In another of Petty’s early childhood memories, she’s eating a peanut butter-and- mayonnaise sandwich. That was my favorite sandwich as a kid.
The establishments in Salina that Petty and Dekker visit—Nick’s Pawn Shop and Knucklehead’s Tavern—are real places.
Petty and Dekker’s evasion of the police is based on a true event. (I plead the fifth.)
Curt and Rita’s farmhouse in Wamego is based on my friends Tama and Kevin Wagner’s rental during my time in small-market radio in Manhattan, KS.
The radio station that Roxanne and Petty listen to, KQLA, was the first radio station I ever worked at.
Roxanne’s supermoon story is based on an experience I had as a kid.
Two of Curt’s daughters are named after mine, Chloe and Layla, although they never appear onstage.
The third daughter, Roxanne, is of course named after the song by The Police. She is also modeled after my oldest daughter, Chloe.
The church where Petty’s folks were married in Greenwood Village, Colorado, is the same one Andy and I were married in.
Petty reads in one of the letters about a box turtle who had a hole drilled in its shell so it could be chained to a porch.
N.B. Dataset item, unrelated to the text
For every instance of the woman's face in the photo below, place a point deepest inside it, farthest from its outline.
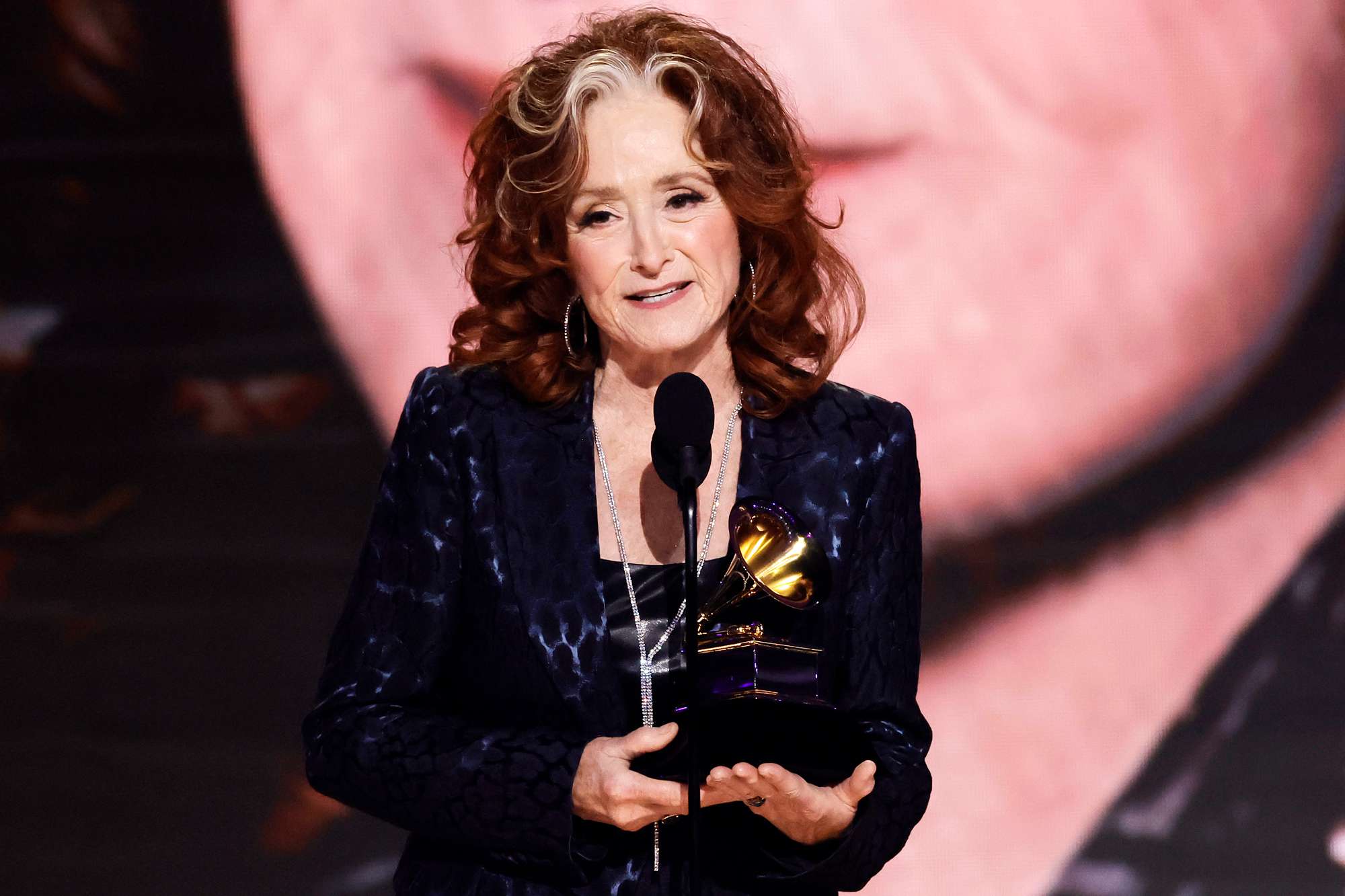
(1066, 267)
(653, 249)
This is a true story. (But I didn’t do it.)
The tornado sequence is based on my experience driving across Nebraska where a tornado touched down within a mile of where I was. My car didn’t rise in the air, but the rest of it is right on the money.
The storm chaser who picks up Petty and Dekker is modeled after one of my college boyfriends.
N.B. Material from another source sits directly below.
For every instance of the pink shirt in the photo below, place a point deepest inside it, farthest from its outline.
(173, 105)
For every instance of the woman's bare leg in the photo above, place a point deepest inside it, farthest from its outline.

Motel 9 in Denver is a real place.
Paiute, Colorado, is not.
The Black Star Mine is loosely modeled on the Climax molybdenum mine near Leadville, Colorado, but is not abandoned or contaminated, and is in fact a working mine.
Petty’s mother is named for my friend Marianne Goulding.
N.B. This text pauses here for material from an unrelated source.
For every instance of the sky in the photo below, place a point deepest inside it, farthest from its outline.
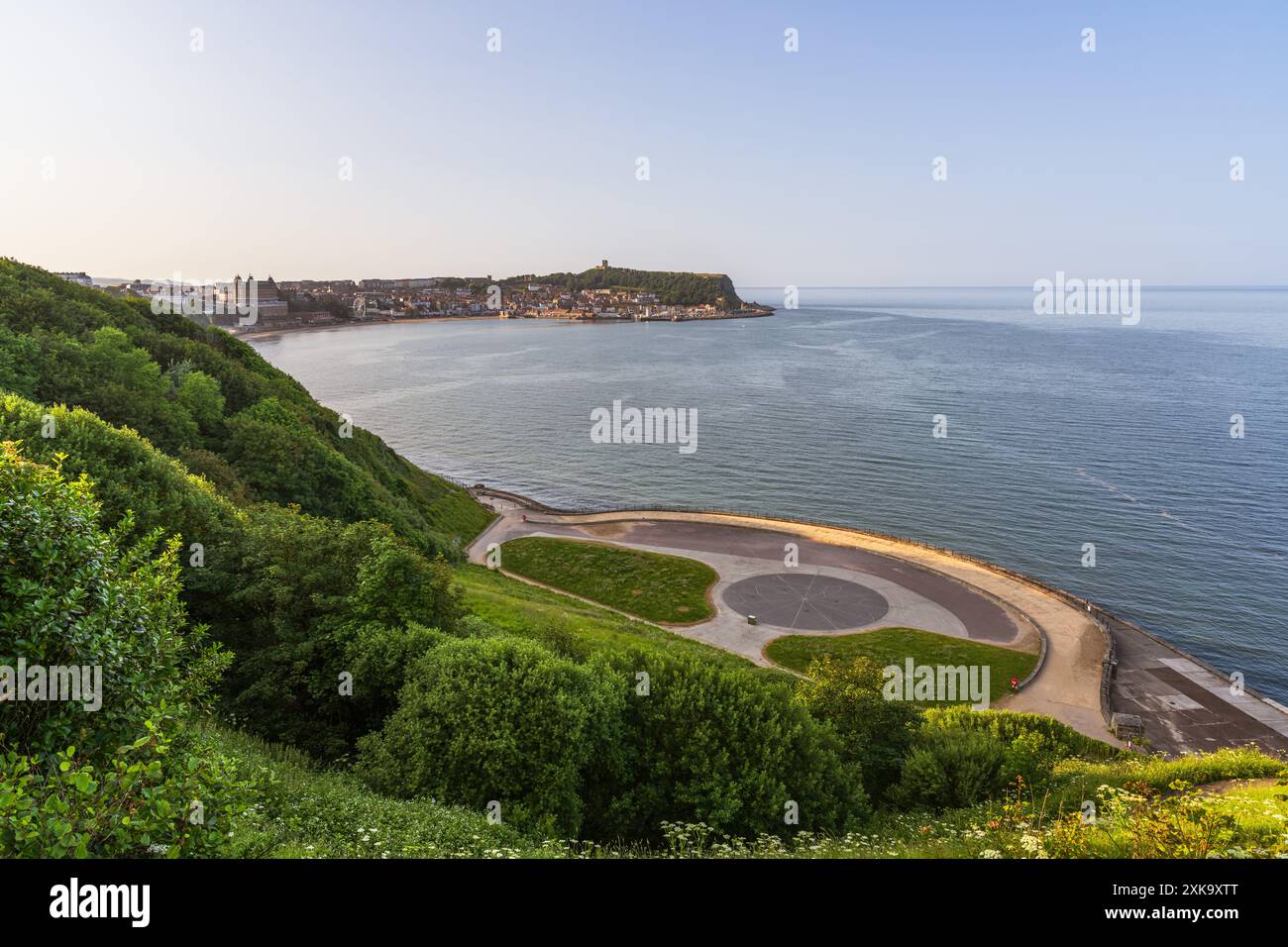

The original idea for this book began around 2002. An acquaintance mentioned that her mother had passed away when she was young, and I asked if it was cancer. She said, “No, my mom was stalked, kidnapped, and murdered.” This acquaintance was ethereally beautiful, and I thought at the time, I’ll bet her mom was just as beautiful, and some psycho nutbag saw her and decided he was going to have her. I filed this story away in my brain until 2012, when I read about a journalist who lost his father when he was a kid. He’d always been told that it was a heart attack, but as an adult, he found out that his dad had actually been the victim of a mafia hit. The journalist went on a journey to find out exactly what had happened to his dad. I put those two stories together and the result is THE DROWNING GAME.